ルーク様は、大体、12、3歳って感じで、子供でも大人でもない微妙な年ごろの男の子が、姉と仲良くするって、可愛いしかないわ!!
こんな弟、私も欲しかった。
もう、もう、もう、瞳孔開いてしまっている自信がありますよ!!!
「あっ――……」
突然、クラウディア様が声をあげた。エリーゼは反射的に彼女の方を見て、その顔に驚いた。
彼女の鼻から、真っ赤な血が流れ落ちていたからだ。
止血をするため、エリーゼがクラウディアの鼻に触れようとすると、ルークに制止された。
「私が、やります」
ルークは手慣れたように、クラウディアの鼻にハンカチを優しく当てた。
そして、鼻頭を指でつまみ、圧迫止血している。
クラウディアも、黙ってルークの手当てを受けていた。
「ディア、ここ自分で押さえて。すぐ止まるよ、大丈夫」
ルークは、クラウディアを元気づける言葉も忘れない。
パーフェクトな弟だと、エリーゼは見守った。
「エリーゼ様、驚かせてすみません。少しすれば、落ち着きますので」
「私のことは、お気遣いなく。クラウディア様をお願いします」
「うん、あなたは優しいね」
「……」
はうあっ!!! 何かに射抜かれました。
クラウディア様のツンデレも刺さりまくりでしたが、ルーク様はスパダリの片鱗がもうありまして、末恐ろしくなります。

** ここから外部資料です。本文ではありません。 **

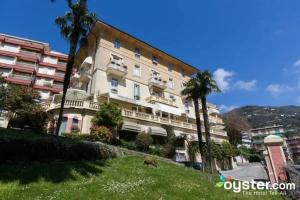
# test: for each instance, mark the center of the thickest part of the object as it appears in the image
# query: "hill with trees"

私まで鼻血が出そうなほど、興奮してしまいますっ!!!
ルーク様の言う通り、しばらくすると、クラウディアの鼻血は止まった。
彼女が手にしたハンカチが、痛々しい。
「エリーゼ、嫌なものを見せたわね」
「そんな……、気にしないでください」
強がっているが、流石にクラウディアの顔色は悪い。青白い肌が、余計に弱々しくみえた。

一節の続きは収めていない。